A possibilidade de utilizar o fundo para esse tipo de financiamento havia sido criada em 2018, por meio da MP 859/18, posteriormente transformada na Lei 13.832/19. A autorização permitia empréstimos com condições diferenciadas até 2022.
De acordo com o governo, durante o período em que a medida esteve em vigor, entre 2019 e 2022, o FGTS financiou cerca de R$ 3 bilhões em operações destinadas a 140 entidades hospitalares filantrópicas. Foram realizadas 134 operações de crédito sem destinação específica e outras 122 voltadas à reestruturação financeira das instituições.

Com a retomada da linha, os hospitais poderão renegociar dívidas e reduzir os custos dos financiamentos. A expectativa é que os encargos caiam de aproximadamente 18% ao ano para cerca de 12% ao ano.
Para ter acesso aos recursos, as entidades precisam comprovar anualmente a prestação de serviços ao Sistema Único de Saúde (SUS), com pelo menos 60% dos atendimentos realizados por meio de internações e procedimentos ambulatoriais.
A medida também contempla instituições sem fins lucrativos que atuam no atendimento a pessoas com deficiência e que participam de forma complementar da rede pública de saúde.
O substitutivo apresentado por Antonio Brito também estabelece uma regra para processos pendentes relacionados à certificação das entidades beneficentes. Casos sem decisão definitiva anteriores a 16 de dezembro de 2021 terão suspensa a cobrança de tributos relacionados à imunidade tributária até que haja uma decisão administrativa sobre eventual irregularidade que possa levar à perda da certificação.
A data corresponde à publicação da Lei Complementar 187/21, que atualizou as regras para certificação de entidades beneficentes nas áreas de saúde, educação e assistência social.
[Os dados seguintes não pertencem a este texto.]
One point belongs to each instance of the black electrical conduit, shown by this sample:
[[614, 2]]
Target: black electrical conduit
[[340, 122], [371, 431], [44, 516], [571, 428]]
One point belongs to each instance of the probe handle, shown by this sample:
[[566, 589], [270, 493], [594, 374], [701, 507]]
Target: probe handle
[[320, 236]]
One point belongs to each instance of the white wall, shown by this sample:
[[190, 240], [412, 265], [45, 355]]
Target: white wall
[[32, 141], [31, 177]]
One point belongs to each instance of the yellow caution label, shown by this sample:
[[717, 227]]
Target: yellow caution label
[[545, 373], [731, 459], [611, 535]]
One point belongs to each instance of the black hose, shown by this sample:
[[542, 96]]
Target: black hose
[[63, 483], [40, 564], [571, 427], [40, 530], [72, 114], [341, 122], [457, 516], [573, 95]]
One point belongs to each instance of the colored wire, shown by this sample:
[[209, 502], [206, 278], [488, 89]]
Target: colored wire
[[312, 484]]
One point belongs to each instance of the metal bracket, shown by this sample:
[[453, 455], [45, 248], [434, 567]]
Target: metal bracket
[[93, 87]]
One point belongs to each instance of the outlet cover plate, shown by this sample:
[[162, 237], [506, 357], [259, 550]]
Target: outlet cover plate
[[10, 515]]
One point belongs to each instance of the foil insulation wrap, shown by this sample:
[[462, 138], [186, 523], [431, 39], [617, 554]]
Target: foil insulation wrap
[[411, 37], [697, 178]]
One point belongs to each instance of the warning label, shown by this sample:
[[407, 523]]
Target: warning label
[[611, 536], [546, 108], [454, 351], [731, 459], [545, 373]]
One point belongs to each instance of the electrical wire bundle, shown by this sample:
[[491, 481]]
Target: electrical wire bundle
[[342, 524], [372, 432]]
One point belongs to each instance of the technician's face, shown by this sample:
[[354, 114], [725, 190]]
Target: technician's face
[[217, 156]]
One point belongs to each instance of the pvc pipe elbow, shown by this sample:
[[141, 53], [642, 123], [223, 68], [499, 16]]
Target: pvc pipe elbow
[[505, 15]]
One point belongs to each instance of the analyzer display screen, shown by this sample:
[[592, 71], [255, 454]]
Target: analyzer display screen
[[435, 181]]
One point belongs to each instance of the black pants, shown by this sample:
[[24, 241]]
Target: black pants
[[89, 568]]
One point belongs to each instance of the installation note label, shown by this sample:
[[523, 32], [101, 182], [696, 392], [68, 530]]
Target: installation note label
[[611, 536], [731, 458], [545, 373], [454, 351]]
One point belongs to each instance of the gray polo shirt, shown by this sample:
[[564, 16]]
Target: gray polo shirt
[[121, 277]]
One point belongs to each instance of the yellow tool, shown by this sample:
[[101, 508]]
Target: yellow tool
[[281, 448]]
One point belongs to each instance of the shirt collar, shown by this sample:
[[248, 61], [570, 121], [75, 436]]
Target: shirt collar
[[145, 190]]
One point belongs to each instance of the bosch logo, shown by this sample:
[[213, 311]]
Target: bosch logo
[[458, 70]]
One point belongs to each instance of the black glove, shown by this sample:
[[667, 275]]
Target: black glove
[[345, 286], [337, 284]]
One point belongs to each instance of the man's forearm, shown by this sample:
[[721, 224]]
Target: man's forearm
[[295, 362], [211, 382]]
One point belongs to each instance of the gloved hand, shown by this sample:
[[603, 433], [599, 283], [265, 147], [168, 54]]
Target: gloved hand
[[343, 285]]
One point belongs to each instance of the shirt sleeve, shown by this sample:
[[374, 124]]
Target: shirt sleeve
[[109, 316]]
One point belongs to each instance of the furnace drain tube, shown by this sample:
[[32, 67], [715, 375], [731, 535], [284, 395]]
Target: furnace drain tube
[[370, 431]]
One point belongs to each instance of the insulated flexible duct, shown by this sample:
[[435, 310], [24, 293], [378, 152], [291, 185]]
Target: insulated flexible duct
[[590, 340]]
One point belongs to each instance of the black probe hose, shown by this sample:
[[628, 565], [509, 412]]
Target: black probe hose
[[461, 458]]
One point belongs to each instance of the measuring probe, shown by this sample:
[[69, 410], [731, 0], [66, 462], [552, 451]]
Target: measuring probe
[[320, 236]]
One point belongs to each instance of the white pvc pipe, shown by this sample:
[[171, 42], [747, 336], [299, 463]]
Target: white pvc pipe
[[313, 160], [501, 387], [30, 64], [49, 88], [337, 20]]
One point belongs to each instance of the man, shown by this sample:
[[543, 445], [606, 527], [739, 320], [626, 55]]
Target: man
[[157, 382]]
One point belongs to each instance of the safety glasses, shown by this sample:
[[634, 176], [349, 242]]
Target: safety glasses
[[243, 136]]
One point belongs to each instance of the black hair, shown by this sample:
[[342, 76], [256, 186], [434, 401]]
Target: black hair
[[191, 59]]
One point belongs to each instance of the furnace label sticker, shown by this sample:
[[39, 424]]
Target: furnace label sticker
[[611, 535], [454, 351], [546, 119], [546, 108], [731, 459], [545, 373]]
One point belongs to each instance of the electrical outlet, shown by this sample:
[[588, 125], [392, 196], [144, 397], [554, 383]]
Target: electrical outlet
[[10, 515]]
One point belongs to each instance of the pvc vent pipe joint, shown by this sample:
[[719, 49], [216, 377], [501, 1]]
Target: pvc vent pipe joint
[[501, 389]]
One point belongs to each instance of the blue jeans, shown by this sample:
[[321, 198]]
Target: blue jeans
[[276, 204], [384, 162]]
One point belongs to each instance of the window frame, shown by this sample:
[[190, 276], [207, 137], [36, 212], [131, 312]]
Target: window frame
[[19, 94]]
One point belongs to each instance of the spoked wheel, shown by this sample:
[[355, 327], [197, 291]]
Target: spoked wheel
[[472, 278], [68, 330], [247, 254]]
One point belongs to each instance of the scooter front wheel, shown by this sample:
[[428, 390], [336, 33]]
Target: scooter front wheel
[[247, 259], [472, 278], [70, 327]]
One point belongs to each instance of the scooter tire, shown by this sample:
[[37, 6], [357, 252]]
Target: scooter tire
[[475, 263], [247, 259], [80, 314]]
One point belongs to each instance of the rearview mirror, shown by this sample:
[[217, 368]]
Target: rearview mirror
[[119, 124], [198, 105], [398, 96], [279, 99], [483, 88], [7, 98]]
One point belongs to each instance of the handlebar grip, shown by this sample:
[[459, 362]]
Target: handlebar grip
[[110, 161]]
Brito afirmou que a medida mantém o papel social do FGTS sem comprometer o funcionamento do fundo. “A destinação de parcela de seus recursos a operações de crédito voltadas à rede hospitalar filantrópica dá-se sem descaracterizar a natureza do fundo nem comprometer sua sustentabilidade financeira”, declarou.
O deputado Hildo Rocha (MDB-MA) destacou que os recursos podem auxiliar as Santas Casas na ampliação de estruturas e modernização de equipamentos. “Esse recurso já poderia ser usado pelas Santas Casas anteriormente. O que o projeto está fazendo é dando continuidade para isso acontecer”, afirmou.
Já o deputado Pompeo de Mattos (PDT-RS) defendeu a medida como uma forma de aliviar a situação financeira das instituições. Segundo ele, as Santas Casas acumulam dívidas reconhecidas de R$ 10 bilhões. “Esse dinheiro vai poder ser usado para desafogar, desapertar as Santas Casas, que são essenciais para o sistema de saúde do Brasil”, disse.
O Sindicato da Indústria da Construção do Estado da Bahia (Sinduscon-BA) criticou a ampliação de propostas que permitem novos saques do Fundo de Garantia do Tempo de Serviço (FGTS). Para a entidade, mudanças que retirem recursos do fundo podem comprometer sua função como principal fonte de financiamento da habitação popular, do saneamento básico e da infraestrutura urbana. O sindicato afirmou que a redução dos recursos disponíveis pode afetar a oferta de crédito para a compra da casa própria, investimentos no setor da construção civil e a geração de empregos.
“O FGTS não pode ser transformado em um caixa de soluções imediatas para problemas conjunturais. Seu patrimônio pertence aos trabalhadores brasileiros e deve continuar financiando moradia, saneamento, desenvolvimento e emprego. Defender o FGTS é defender o futuro do Brasil”, declarou o presidente do Sinduscon Bahia, Eduardo Bastos.